Political steadfastness: The European Parliament fearlessly declared it was “ready” to reject any would-be European Commission president who hadn’t run as a Spitzenkandidat in May’s European Parliament election. It’s hardly the Parliament’s fault if people weren’t sophisticated enough to understand that it really meant “ready to roll over and wave through whoever EU leaders tell us to vote for.”
(The Parliament fought off stiff competition for this honor — from Boris “do or die” Johnson for bravely sticking to his promise to leave the EU on October 31, and from the EU itself for standing by its pledge not to re-open the Withdrawal Agreement.)
Transatlantic unity: Emmanuel Macron brought America and Europe together in beautiful harmony — to denounce him for saying NATO was suffering “brain death” and calling into question collective defense.”Very, very nasty,” intoned Donald Trump, transformed into NATO’s arch-protector thanks to Macron’s intervention.

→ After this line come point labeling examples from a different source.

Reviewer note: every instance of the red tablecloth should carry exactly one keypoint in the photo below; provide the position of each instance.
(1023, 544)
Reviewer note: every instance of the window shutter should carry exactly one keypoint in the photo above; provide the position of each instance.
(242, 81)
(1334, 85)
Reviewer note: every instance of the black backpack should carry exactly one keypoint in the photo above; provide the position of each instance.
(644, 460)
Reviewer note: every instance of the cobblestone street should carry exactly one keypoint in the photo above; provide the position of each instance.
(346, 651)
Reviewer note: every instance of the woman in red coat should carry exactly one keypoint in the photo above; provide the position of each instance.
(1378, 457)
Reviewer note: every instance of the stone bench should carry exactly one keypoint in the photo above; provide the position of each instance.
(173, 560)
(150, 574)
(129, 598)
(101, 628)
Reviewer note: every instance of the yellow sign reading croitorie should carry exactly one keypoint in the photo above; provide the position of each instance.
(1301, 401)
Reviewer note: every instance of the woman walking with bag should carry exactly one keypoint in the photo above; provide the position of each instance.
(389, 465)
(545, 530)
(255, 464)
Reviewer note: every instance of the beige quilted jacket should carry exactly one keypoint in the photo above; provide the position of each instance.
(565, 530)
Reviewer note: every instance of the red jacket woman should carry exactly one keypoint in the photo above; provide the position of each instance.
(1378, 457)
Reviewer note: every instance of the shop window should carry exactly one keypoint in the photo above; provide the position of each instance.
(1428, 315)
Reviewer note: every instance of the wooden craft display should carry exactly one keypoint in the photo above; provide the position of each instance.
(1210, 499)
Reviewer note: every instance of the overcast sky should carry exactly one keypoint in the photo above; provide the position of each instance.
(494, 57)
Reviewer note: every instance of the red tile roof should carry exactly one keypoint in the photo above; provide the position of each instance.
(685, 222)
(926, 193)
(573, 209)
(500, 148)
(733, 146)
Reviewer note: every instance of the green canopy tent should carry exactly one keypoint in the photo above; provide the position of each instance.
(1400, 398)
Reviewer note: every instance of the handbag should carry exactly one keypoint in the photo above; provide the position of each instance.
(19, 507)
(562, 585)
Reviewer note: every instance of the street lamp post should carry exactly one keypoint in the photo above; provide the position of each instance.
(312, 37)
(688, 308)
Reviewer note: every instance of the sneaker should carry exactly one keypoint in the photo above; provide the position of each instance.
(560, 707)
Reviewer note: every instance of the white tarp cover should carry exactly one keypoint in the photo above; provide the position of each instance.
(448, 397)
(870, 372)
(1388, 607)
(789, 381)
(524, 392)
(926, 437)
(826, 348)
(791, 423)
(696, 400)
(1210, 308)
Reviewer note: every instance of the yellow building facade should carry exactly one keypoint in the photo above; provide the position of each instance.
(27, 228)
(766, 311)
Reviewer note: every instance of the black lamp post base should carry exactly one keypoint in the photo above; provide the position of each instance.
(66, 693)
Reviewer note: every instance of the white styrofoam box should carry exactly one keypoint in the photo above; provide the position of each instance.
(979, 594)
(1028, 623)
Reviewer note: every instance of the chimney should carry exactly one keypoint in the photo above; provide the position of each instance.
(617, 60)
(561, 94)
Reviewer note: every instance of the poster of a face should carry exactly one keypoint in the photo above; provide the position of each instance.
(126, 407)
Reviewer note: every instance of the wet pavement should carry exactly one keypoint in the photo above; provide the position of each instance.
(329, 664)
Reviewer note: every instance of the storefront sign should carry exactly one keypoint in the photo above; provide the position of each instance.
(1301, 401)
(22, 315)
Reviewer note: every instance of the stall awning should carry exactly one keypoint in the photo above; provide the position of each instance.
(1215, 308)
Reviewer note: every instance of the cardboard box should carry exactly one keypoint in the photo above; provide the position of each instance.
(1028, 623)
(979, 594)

Western Europe: Viktor Orbán and Mateusz Morawiecki were so busy shooting down nominees for the EU’s top jobs that they failed to line up anyone from their own region for the posts. All four big gigs went to Western Europeans. And the top two went to a German Christian Democrat who took a refugee into her home and a Belgian liberal who loves the U.N. migration pact. Result!
The legal profession: Gordon Sondland, the U.S. ambassador to the EU, succeeded in making a name for himself in politics. And will keep lots of lawyers busy for a very long time. Just peachy!
Ghostbusters!: Nathalie Loiseau brought the word “ectoplasm” into the political lexicon.
Brussels barbers: Manfred Weber joined the ranks of the bearded after failing to become Commission president. To be fair, even by the standards of this list, this is not much of an achievement. But at least it means Weber ends the year with something.
The creative industries: Ursula von der Leyen got into hot water for using management consultants in her last job so it’s no surprise that the gurus of business babble were suspected of being behind the titles of some her portfolios. But the Commission says they were all home (or should that be half?) baked. Good thing there’s now a vice president for foresight who will make sure comedy titles aren’t a problem in the future.
Magic: Britain’s Liberal Democrats made impressive poll numbers disappear in an election campaign — even when they supposedly reflected the views of 48 percent of the population. Such was their mastery of disappearing acts that they even made their leader vanish.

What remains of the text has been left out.